It was 2008. The global financial system was crumbling, banks were failing, and governments were printing trillions of dollars to bail out the very institutions that caused the collapse. In January 2009, a pseudonymous developer named Satoshi Nakamoto launched Bitcoin, embedding a headline in its very first block: "The Times 03/Jan/2009 Chancellor on brink of second bailout for banks."
That headline was our declaration of independence. It told us that Bitcoin was not just a new currency; it was a counter-system.
For the first few years, I remember Bitcoin was a playground for cryptographers and rebels. It had no monetary value. In 2010, the famous "Bitcoin Pizza Day" happened, where 10,000 Bitcoin—worth hundreds of millions today—were traded for two pizzas.
It sounded ridiculous to mainstream finance. But to us, it was the first proof that digital scarcity worked. We saw that code could be trusted more than bankers.
As an author and teacher, I’ve watched Bitcoin survive everything. It survived exchange hacks, government bans, and price drops of over 80%.
We love Bitcoiners love it because of its immutability.
The four-year halving cycle—where the supply of new Bitcoin is cut in half—taught us patience.

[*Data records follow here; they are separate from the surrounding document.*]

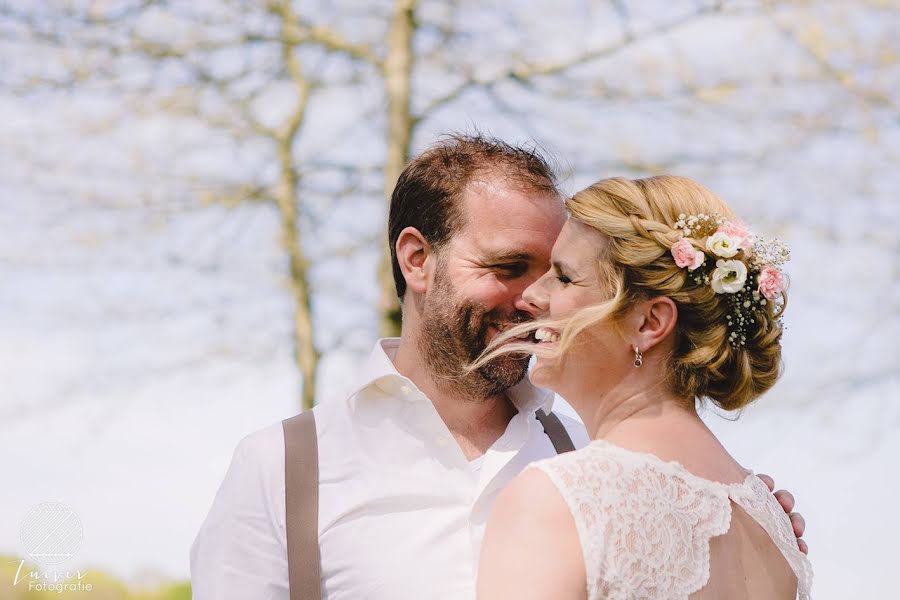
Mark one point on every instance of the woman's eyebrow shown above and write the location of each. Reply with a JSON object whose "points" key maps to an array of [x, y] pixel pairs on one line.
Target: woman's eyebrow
{"points": [[562, 267]]}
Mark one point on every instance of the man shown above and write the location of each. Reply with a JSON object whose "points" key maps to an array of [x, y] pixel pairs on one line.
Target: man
{"points": [[411, 462]]}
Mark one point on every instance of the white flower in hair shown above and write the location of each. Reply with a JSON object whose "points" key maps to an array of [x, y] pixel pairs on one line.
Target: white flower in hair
{"points": [[729, 276], [722, 244]]}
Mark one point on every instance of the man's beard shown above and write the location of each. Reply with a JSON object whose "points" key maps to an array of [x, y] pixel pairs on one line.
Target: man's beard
{"points": [[455, 333]]}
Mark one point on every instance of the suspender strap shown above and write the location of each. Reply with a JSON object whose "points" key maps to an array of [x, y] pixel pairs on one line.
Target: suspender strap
{"points": [[556, 432], [301, 505]]}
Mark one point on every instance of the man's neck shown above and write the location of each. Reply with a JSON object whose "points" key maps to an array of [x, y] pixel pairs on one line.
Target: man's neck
{"points": [[475, 422]]}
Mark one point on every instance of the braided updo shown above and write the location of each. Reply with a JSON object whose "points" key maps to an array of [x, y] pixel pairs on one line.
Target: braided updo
{"points": [[637, 215]]}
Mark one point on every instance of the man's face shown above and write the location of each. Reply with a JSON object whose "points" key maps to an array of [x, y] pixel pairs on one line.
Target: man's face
{"points": [[476, 292]]}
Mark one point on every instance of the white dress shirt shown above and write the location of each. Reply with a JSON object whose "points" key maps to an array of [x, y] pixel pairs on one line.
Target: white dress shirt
{"points": [[401, 511]]}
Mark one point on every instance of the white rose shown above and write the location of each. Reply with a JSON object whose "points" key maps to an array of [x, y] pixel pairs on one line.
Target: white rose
{"points": [[729, 276], [722, 244]]}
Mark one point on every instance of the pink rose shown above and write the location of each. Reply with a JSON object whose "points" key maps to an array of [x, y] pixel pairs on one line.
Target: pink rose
{"points": [[686, 255], [771, 282], [736, 230]]}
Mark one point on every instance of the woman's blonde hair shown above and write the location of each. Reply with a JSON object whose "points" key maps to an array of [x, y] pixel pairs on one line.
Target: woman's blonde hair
{"points": [[638, 216]]}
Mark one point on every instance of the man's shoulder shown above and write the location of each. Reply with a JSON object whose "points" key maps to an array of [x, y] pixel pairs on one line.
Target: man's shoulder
{"points": [[574, 428], [262, 450]]}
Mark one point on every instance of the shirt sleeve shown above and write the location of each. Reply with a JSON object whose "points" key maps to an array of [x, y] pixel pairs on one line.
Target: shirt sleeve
{"points": [[241, 549]]}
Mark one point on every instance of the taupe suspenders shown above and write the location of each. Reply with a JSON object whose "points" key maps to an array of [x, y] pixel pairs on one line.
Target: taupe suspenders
{"points": [[555, 430], [301, 505], [301, 497]]}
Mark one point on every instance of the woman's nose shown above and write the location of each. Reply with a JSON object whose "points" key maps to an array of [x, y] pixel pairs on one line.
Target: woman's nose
{"points": [[534, 298]]}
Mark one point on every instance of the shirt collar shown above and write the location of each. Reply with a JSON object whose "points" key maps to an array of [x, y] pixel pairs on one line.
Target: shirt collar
{"points": [[379, 371]]}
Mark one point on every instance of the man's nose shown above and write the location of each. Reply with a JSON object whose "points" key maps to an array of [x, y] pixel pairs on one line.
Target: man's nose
{"points": [[533, 300]]}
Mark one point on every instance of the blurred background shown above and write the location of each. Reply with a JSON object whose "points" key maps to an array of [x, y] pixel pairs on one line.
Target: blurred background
{"points": [[192, 218]]}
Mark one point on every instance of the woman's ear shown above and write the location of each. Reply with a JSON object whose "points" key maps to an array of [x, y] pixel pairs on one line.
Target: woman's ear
{"points": [[655, 319], [413, 251]]}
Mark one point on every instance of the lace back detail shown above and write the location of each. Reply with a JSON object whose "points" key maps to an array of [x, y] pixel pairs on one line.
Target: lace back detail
{"points": [[645, 525]]}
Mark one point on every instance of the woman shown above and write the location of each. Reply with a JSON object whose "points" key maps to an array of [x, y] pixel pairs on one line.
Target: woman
{"points": [[657, 297]]}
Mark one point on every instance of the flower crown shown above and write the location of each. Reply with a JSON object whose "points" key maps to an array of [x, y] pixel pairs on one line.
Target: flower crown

We saw that even when the price fell 50% in a bear market (like in 2022 or the recent dip to $58,000 in early 2026), the network continued to function perfectly. It was a store of value that required no trust in human institutions.
Today, in February 2026, with institutional money having entered the space via ETFs, Bitcoin has matured. Yet, the core reason we love it remains the same: it is the ultimate expression of financial sovereignty. It is money that cannot be debased, frozen, or confiscated by authority.
We don't just love Bitcoin because it goes up in price; we love it because it represents a fair, honest, and decentralized future.